UNESCO’s survey found that in North America and Europe, a third more women than men are on campus. Latin America, the Caribbean as well as Central Asia also show high rates of female enrolments. In a number of countries, at least two females graduate for every male.
Of course, we must exercise caution when comparing our culture with others. While, the general trend toward fewer male frosh, hence fewer graduates, is clear in much of the world, different local factors may drive it—particularly in countries where only a small proportion of the population, male or female, attends a university anyway.
So what’s happening in America, specifically?
The trend to fewer men than women enrolling at university, which became pronounced in the early 2000s, is clear and universally recognized, but the details are under dispute. The general consensus is that men’s share of college enrolments will continue to dwindle, says the U.S. Education Department’s National Center for Education Statistics:[3]
The report, a compendium of data published annually by the department’s National Center for Education Statistics, projects that by 2019 women will account for 59 percent of total undergraduate enrollment and 61 percent of total postbaccalaureate enrollment at the nation’s colleges and universities. Since the late 1990s, they have accounted for about three-fourths of the increase in the number of master’s degrees awarded in the United States and nearly all of the growth in the number of professional degrees earned, the report says.
By 2010, women were also leading in doctorates, up to 50.4 percent vs. 44 percent in 2000.[4]

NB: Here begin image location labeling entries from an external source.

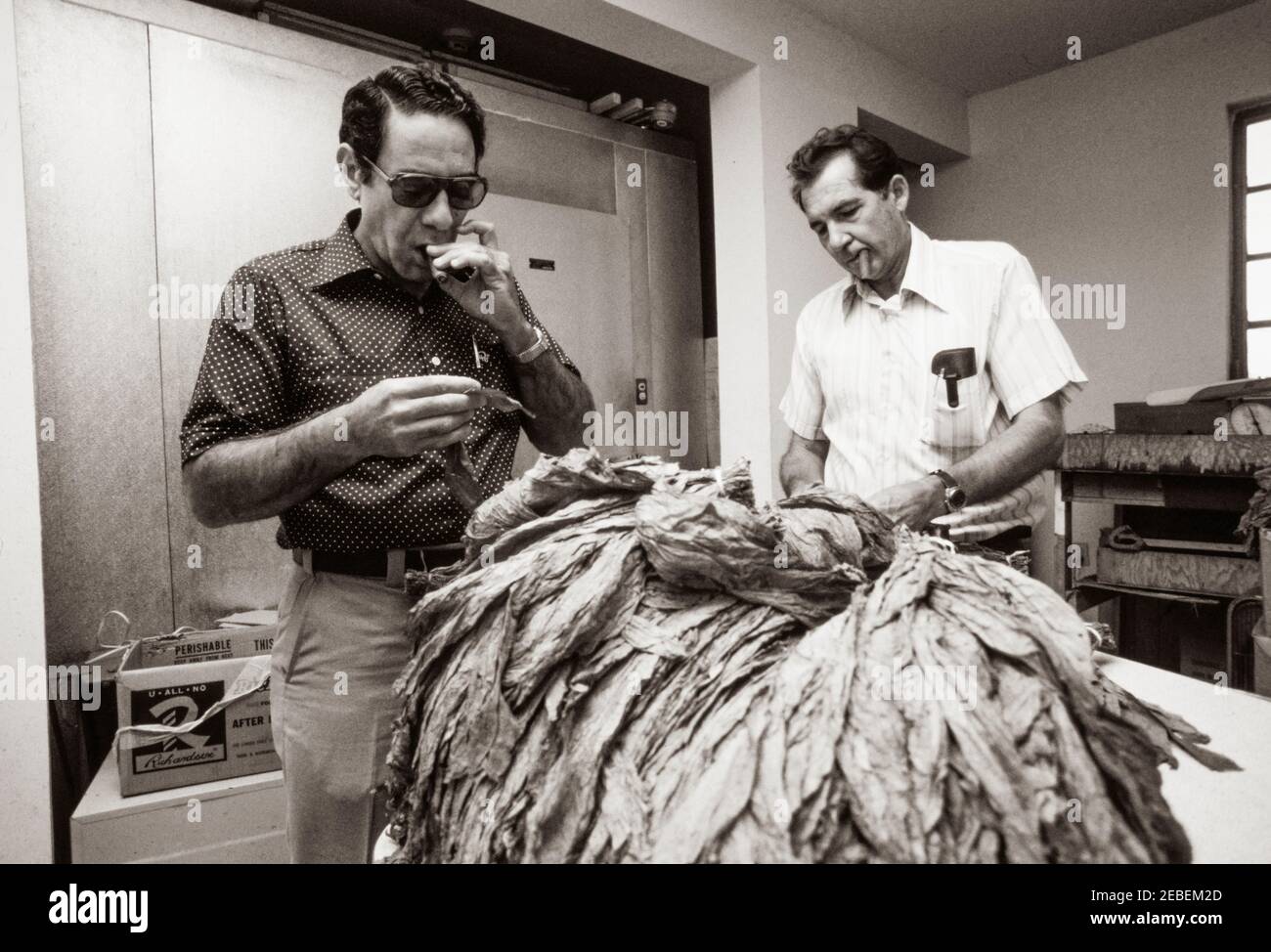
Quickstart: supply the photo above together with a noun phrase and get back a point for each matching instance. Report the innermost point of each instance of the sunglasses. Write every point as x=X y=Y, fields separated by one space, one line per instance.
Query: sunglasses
x=414 y=190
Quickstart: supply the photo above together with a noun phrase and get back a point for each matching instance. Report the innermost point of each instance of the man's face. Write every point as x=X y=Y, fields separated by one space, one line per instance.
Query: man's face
x=435 y=145
x=862 y=231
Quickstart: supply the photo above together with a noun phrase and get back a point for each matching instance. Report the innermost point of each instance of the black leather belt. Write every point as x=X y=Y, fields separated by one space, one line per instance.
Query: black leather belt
x=375 y=565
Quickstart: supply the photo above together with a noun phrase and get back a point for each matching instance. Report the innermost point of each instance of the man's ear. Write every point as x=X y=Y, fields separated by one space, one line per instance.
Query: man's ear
x=354 y=172
x=898 y=189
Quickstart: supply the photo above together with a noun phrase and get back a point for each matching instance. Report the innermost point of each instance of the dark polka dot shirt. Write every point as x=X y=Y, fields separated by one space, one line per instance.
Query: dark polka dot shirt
x=312 y=326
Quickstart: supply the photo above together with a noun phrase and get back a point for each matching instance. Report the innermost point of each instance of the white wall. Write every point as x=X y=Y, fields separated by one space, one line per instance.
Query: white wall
x=23 y=723
x=762 y=109
x=1104 y=172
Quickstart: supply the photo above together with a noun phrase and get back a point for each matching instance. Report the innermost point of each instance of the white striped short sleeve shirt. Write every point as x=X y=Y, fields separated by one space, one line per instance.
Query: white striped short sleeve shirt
x=860 y=375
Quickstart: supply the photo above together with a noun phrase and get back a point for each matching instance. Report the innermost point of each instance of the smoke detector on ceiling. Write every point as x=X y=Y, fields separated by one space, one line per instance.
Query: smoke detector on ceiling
x=458 y=39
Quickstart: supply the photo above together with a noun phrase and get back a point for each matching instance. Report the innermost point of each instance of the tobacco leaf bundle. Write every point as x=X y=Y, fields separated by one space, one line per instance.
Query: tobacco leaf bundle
x=635 y=664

Some claim that the gender gap has actually leveled off. A report released by the American Council on Education, “Gender Gap Stops Growing,” (January 26, 2010) argued, [5]
The report by the American Council on Education comes amid much talk nationally about the significance of trends that have left men making up only about 43 percent of college enrollments and new college graduates. Some colleges have gone so far as to talk about affirmative action for men, which in turn has prompted an investigation by the U.S. Commission on Civil Rights. And a flurry of articles have suggested problems for the United States economy and society if male educational attainment continues to decline.The message of the report is largely encouraging, noting that “several indicators suggest that the size of the gender gap in higher education may have stabilized” and that the number of bachelor’s degrees being awarded to men is again on the rise. While women’s numbers are also increasing, the report says that the male increases are important in showing that “women’s success does not come at the expense of men.”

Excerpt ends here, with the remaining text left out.